Été : reflets bleus, or doré et chaleur vibrante
Au cœur de l’été, le lac de Sarrans arbore son visage le plus généreux et tonique. La végétation est à son apogée ; la surface de l’eau étincelle du bleu profond au turquoise, impactée par les microalgues et les reflets du ciel.
- Les boisements : Les châtaigneraies prennent leur vert sombre caractéristique ; le houx et les genêts restent résistants à la chaleur, alors que les fougères, sur les pentes, rougissent déjà en lisière sous le soleil de fin juillet.

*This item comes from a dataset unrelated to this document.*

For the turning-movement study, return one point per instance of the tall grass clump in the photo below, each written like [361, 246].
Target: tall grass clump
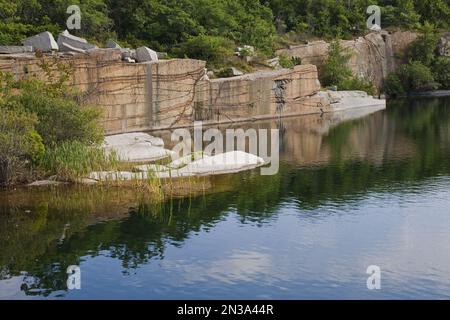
[73, 160]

- Plages et grèves : Selon la cote du lac (déterminée par la gestion hydraulique EDF), quelques plages d’alluvions ou de galets se dessinent, notamment près de Laussac et du site de Saint-Gervais. Ici, la lumière sculpte le minéral, jouant entre sable blond, ardoises ou schistes.
Le contraste est marqué : en amont, la fraîcheur des bois tranche avec le “brûlé” des pâtures d’altitude sur le plateau qui entoure Montézic. C’est aussi la saison des couchers de soleil somptueux : avec le réchauffement de l’atmosphère, la lumière devient dorée à l’heure bleue, les nuages s’enflamment au-dessus du miroir du lac. Les photographes locaux parlent d’une “golden hour” qui dure parfois plus de 45 minutes dans la vallée de la Truyère, grâce à l’orientation ouest.

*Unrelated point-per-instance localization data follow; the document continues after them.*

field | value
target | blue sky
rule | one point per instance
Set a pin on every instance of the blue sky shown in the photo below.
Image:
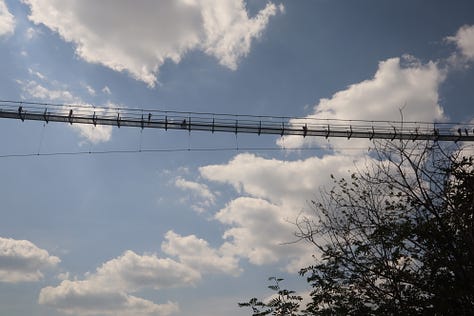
(193, 233)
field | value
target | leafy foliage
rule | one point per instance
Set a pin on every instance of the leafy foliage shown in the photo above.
(395, 239)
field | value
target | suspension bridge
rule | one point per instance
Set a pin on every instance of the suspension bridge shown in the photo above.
(232, 123)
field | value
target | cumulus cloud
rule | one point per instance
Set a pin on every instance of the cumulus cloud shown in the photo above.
(464, 39)
(195, 252)
(40, 91)
(204, 197)
(107, 291)
(154, 31)
(7, 20)
(400, 85)
(83, 298)
(273, 193)
(22, 261)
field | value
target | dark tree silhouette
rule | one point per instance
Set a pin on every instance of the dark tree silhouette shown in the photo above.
(397, 238)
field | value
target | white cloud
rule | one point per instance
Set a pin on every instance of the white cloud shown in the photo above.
(196, 253)
(106, 90)
(273, 193)
(282, 182)
(204, 197)
(22, 261)
(399, 84)
(33, 89)
(90, 90)
(154, 31)
(85, 298)
(7, 20)
(464, 39)
(107, 291)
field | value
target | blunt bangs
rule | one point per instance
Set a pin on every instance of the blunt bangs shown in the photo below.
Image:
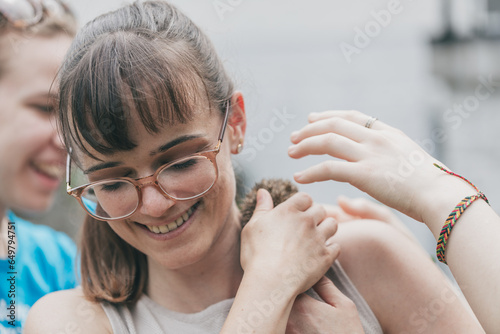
(123, 73)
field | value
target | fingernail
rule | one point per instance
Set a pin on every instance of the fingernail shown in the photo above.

Les insectes abondent : demoiselles aux ailes bleu métal, papillons vulcains, libellules, guêpiers (qu’on observe remontant du Maghreb) s’offrent un festival de couleurs. La faune aquatique, quant à elle, se montre plus discrète entre les nénuphars et les joncs.

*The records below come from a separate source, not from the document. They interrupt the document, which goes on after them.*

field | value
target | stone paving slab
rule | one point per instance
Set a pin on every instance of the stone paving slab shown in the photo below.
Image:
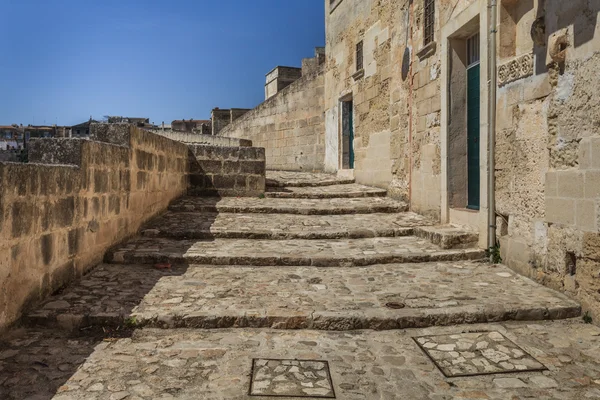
(188, 225)
(296, 252)
(303, 179)
(302, 297)
(211, 365)
(325, 192)
(448, 236)
(333, 206)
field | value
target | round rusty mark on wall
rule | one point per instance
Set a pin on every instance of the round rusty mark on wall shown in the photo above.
(405, 63)
(394, 305)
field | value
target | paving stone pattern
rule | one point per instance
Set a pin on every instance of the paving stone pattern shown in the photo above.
(477, 354)
(291, 378)
(302, 297)
(186, 225)
(295, 252)
(303, 179)
(365, 365)
(98, 338)
(333, 206)
(326, 192)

Anecdote : la “saison des orages”
De juillet à août, il n’est pas rare que le ciel se pare, en fin d’après-midi, d’immenses cumulonimbus. Chaque été, selon Météo France (meteofrance.com), près de 15 à 20 orages touchent ce secteur, rendant parfois le lac presque irréel, traversé d’éclairs et de contrastes saisissants.